As an analyst, one of the most common questions I hear is ‘how much data do you really need for an analysis’? The answer I always give is – it depends! If you are looking at analysing how someone’s behaviour changes from birth till death, you need data from their entire lifespan. However, in most instances, you are probably only looking at a specific time period in someone’s life. As a result, your data needs are a lot less, both in terms of volume and length of time covered.
The Law of Large Numbers
Lots of data always helps with producing better analysis, there is even a probability law to support this - the Law of Large Numbers. The law states that the more data you have, the more likely it is that the mean will be close to the true expected value. So, from this we can deduce that more data will, in general, mean greater accuracy and better insights.
However, even large volumes of data need to be treated with caution. If I told you a data sample size was 2.4 million, you would expect the results of any analysis or survey generated to be accurate. Well, you wouldn’t be alone… that’s what the folks at the Literary Digest thought when they tried to predict the results of the Presidential election fight between Roosevelt and Landon. 57% of their readers picked Landon, but Roosevelt won the election by a landslide. What went wrong?
Big Data Doesn’t Mean Accurate Data
What went wrong was that even large data samples aren’t immune to having a lot of noise. They can also have bias depending on how the data is collected. Even within your organisation, if you have had a shift in strategy – from pushing a specific product to ensuring guest bookings are made earlier, your data could be impacted. Wider economic conditions like a recession will also have an indirect impact on your dataset, affecting the spending power of your customer base.
In the Roosevelt versus Landon survey, the Digest asked their reader base (upper middle class Americans) to mail in responses. This effectively alienated anyone from other socio-economic backgrounds and these were the people largely responsible for making Roosevelt President.
So How Do We Generalise Data Requirements?
Well, firstly make sure you have enough data to cover any seasonal differences. Ideally, that seasonality shouldn’t just extend to Christmas and your annual sales, but also cover at least one economic boom and bust cycle.
There are a number of mathematical cycles which dictate the length of time covered in a boom and bust cycle. The one most applicable to Retail or B2C businesses is the Kitchin cycle, discovered in the 1920’s, this is a short economic cycle covering a period of around 40 months.
What About Small Data Sets?
But don’t fret, having a smaller set of data does not mean you cannot gain any insight from what is at hand. If you are a new organisation, you could use the data you have to identify where your current, most valuable customers are coming from. Irrespective of the volume of data, simple database overviews would give you a wealth of information on your customers.

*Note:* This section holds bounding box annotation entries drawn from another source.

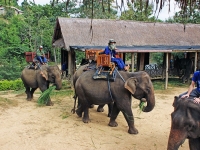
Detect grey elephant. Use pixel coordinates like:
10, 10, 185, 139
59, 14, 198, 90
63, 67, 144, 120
73, 62, 113, 117
75, 70, 155, 134
21, 65, 62, 105
167, 96, 200, 150
174, 57, 194, 83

Having said this, any insight stemming from small volumes of data will need to be treated with caution. Analysis should include rigorous statistical testing to ensure outputs are valid. Analytical projects should have a refresh built into the scope to ensure that all outputs can be refreshed and refined as you obtain more data.
Any Data is Good Data
The long and short of it is you need to have data for analysis. You can make something out of any volume. Shortcomings in any which way or form can be considered and accounted for during the course of an analytical project.
It is what you do with what you have that matters!